La sculpture d'un soldat soviétique violant une femme est une affaire classée en Pologne

La sculpture de Jerzy Bohdan Szumczyk
La sculpture de Jerzy Bohdan Szumczyk - © JERZY BOHDAN SZUMCZYK - IMAGEGLOBE

La justice polonaise a classé jeudi l'affaire d'un artiste qui avait installé illégalement à Gdansk une sculpture d'un soldat soviétique en train de violer une femme enceinte, ayant suscité une vive réaction de Moscou.

Le parquet régional de Gdansk "a pris la décision de classer l'affaire, ne voyant pas dans le comportement de l'auteur de la sculpture une incitation à la haine raciale ou nationale", a-t-il indiqué.

Le jeune artiste, étudiant aux Beaux-Arts de Gdansk, pourrait toutefois être passible d'une amende pour "atteinte à la pudeur" et "usage sans autorisation" de sa sculpture, propriété de son école, selon le parquet.

La sculpture grandeur nature avait été installée sans autorisation dans la nuit de samedi à dimanche près d'un monument de l'époque communiste dédié à l'Armée rouge qui avait chassé les Allemands de Gdansk en 1945. La police l'a enlevée au bout de quelques heures.

L'ambassade de Russie à Varsovie a vivement réagi à l'initiative du jeune sculpteur.
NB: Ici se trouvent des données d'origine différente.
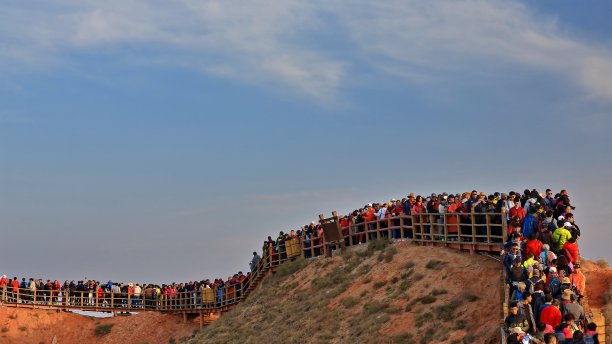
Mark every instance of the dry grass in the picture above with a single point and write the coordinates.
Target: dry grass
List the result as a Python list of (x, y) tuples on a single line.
[(319, 309)]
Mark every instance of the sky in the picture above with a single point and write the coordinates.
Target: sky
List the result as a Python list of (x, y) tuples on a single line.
[(163, 141)]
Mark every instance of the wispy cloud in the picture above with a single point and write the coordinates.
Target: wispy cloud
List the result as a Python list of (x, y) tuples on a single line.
[(269, 42)]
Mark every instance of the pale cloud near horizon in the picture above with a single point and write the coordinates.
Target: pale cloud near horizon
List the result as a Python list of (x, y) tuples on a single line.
[(268, 42)]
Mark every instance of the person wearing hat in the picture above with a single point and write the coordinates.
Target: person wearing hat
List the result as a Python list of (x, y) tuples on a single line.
[(577, 278), (561, 235), (454, 207), (569, 304), (546, 256), (517, 212), (524, 308), (551, 315), (514, 319)]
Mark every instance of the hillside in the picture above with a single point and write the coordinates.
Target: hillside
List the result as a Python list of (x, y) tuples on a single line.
[(30, 326), (400, 294)]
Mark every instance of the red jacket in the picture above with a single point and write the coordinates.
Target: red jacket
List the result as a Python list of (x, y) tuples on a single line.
[(571, 251), (551, 316), (534, 246), (517, 212)]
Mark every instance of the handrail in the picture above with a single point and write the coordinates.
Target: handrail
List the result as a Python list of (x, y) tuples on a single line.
[(475, 231), (486, 234)]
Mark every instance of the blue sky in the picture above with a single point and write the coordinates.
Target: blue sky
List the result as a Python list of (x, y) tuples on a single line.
[(164, 140)]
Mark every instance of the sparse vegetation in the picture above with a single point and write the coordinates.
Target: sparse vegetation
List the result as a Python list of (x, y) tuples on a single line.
[(435, 264), (460, 324), (421, 319), (446, 312), (404, 337), (349, 301), (468, 296), (427, 299), (389, 253), (290, 267), (379, 284), (103, 329), (602, 263), (437, 292), (374, 307), (378, 245)]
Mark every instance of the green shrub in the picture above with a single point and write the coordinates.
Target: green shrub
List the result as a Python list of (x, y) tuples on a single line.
[(103, 329)]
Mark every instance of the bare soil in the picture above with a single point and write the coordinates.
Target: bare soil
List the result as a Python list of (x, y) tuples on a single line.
[(25, 326)]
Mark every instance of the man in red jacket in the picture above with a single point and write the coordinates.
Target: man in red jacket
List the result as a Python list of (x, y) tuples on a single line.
[(517, 212), (14, 289), (551, 315), (571, 250), (533, 245)]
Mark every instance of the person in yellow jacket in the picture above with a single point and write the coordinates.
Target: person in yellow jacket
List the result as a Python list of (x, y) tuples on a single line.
[(561, 235)]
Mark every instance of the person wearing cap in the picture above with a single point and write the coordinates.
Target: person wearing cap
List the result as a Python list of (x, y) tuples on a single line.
[(517, 211), (551, 314), (514, 319), (577, 278), (575, 230), (546, 256), (454, 207), (561, 235), (534, 245), (570, 248), (524, 308), (569, 305)]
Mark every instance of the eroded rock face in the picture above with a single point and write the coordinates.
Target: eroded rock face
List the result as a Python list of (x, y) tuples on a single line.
[(371, 297), (28, 326)]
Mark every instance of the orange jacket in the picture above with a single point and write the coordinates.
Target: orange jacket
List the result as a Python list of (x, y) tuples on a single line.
[(571, 251)]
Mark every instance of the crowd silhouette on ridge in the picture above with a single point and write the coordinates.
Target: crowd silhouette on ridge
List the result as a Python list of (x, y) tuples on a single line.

"Je suis profondément choqué par cette incartade de l'étudiant aux Beaux-Arts de Gdansk qui a insulté avec son pseudo-art la mémoire de plus de 600.000 soldats soviétiques, morts pour la liberté et l'indépendance de la Pologne", a écrit dans un communiqué Alexandre Alekseev, ambassadeur de Russie à Varsovie. Il a jugé la sculpture "vulgaire" et "ouvertement blasphématoire", en espérant "une réaction appropriée" des autorités polonaises.

"C'est une expression de mes opinions pacifistes, dirigées contre la guerre. C'est un message de paix", a déclaré mercredi le jeune sculpteur, Jerzy Bohdan Szumczyk.

"J'ai voulu montrer la tragédie des femmes et les horreurs de la guerre", a-t-il ajouté, en insistant sur le fait que son initiative "n'était dirigée contre personne".

En Russie, le sujet est très sensible. Le rôle de "libérateur" de l'Armée rouge reste un élément clé de la doctrine de l'État et une question de fierté nationale. Le thème des atrocités commises par des soldats soviétiques en Pologne et en Allemagne à la fin de la guerre n'a jamais été vraiment débattu en Russie, où il reste largement tabou.